China First Capital’s new website

China First Capital (中国首创) has a new website. Actually two, Chinese and English. Please have a look by clicking here or navigating to www.chinafirstcapital.com

Putting together the new text for the website, in two languages that share little in common in terms of grammar, word order and the logic with which ideas are expressed,  was an enjoyable and intricate challenge, both for me and my CFC co-workers. It also functioned as a kind of stay-at-home corporate retreat across two weekends, time outside of the office thinking rather deeply about what actually takes place there every day. Don’t get me wrong. I’m very hands-on, and keep myself and my co-workers fixed to a precise strategic direction. We don’t gravitate away from our nucleus: as the website puts it, “we actively assist the fundraising activities of China’s private companies, state-owned enterprises and financial sponsors. We are equally active in M&A, domestic as well as cross border transactions both inbound and outbound.”

Doing these things is actually a lot more intuitive and straightforward than explaining them in text on a website. The writing took a lot of wrong turns, and required a lot of revision.  I wanted to stay away from the kind of self-promoting puffy and imprecise language that appears on so many company websites. I’m not sure I succeeded fully, or even in part. A lesson I’ve learned over the last 25 years, having tried both, is: it’s easier as a journalist to write about someone else’s company than it is as a boss to write about one’s own.

The two websites look similar, but aren’t mirror images. The Chinese website is not a translation. It actually has more content, more pages, more pictures, more description. The reason is, the Chinese website is mainly aimed at our core client base, domestic Chinese entrepreneurs and the senior management of SOEs. Investment banking, private equity, capital markets all have rather shallow roots in China. Twenty-five years ago, none of these things existed in any practical sense in China. So, part of the Chinese website’s purpose is to place CFC’s activities in a broader context of explaining how companies get funded, both by institutional investors like PE firms and by stock markets,  and how and why they can accelerate growth through acquisitions.

Company websites in China are also a rather new phenomenon.  Five years ago, when I started the company, few domestic private Chinese companies or PE firms had a corporate website. Today, more do. Most are pretty awful. They function mainly as a kind of online business card. The usual style is to include a rather bland letter from the chairman, drab photos of the different wall plaques awarded by government agencies, and a button that says “English”, that if clicked on, often leads to a blank page or, in some cases, to a site whose content bears no relationship to the Chinese company’s.
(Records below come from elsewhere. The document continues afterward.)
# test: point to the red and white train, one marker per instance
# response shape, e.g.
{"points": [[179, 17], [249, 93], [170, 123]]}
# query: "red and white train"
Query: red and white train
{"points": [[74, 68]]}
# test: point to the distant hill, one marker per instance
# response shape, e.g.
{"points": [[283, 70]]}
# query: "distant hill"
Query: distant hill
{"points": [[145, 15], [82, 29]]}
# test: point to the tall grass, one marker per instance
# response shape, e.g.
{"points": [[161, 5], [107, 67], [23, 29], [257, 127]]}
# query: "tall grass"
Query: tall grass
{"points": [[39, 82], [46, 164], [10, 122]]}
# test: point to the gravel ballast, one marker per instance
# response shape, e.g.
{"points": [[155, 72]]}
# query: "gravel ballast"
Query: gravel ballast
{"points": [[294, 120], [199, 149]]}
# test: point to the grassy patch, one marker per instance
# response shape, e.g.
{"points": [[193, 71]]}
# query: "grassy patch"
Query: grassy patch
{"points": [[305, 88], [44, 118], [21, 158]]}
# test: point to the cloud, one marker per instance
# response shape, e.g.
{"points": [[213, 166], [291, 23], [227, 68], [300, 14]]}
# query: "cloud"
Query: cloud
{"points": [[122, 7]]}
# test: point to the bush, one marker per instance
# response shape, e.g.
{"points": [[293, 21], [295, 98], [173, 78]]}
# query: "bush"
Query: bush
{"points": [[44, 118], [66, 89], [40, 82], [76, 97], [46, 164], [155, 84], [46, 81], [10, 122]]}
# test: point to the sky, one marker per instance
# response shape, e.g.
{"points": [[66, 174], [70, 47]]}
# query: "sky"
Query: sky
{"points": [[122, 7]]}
It’s rare for me to meet a Chinese company boss who spends much time online, let alone uses web search to locate potential business partners or opportunities. But, this too is starting to change. Recently, the CFO of one of China’s largest domestic cookie and cracker companies sent an email to our catch-all email address saying he’d learned about our business, read through our website, and wanted to discuss retaining us to raise capital. Within the space of a few weeks, we were able to lock in the mandate. One nice perk: lots of free snacks, salty and sweet, to nibble on in the office.

The English-language website serves a different purpose and a different audience.  It’s mainly visited by the private equity firms we work with, as well as people looking to get hired. It also is a convenient way for me to try to answer the question I get most often from friends and family in the US, “Just what exactly are you doing over there in China?”

Anyone with even a rudimentary knowledge of Chinese will quickly see that the English website homepage says CFC has four main business areas, while the Chinese site lists only three. A sign of strategic or linguistic confusion? No. I’ve been spending quite a lot of time recently building up CFC’s research and database on current PE investments that may be suitable for exit through a secondary transaction, the kind of deal where one PE sells its investment to another. We’ve done deal work in this area of “secondaries”, and expect to focus far more on such transactions in the future. The English-language site seems a more suitable place to mention this activity. To my knowledge, there isn’t a recognized Chinese word for “secondaries”, nor will such deals be of much practical interest to domestic entrepreneurs.

As the website says, “Working with people we genuinely like, trust and respect is what makes our business lives worthwhile.” This goes also for the talented Guangzhou-based American website designer who worked on our new site. He prefers to remain anonymous, as he did this during his limited weekend spare time. His superiors don’t like him moonlighting. I’m quite pleased he did.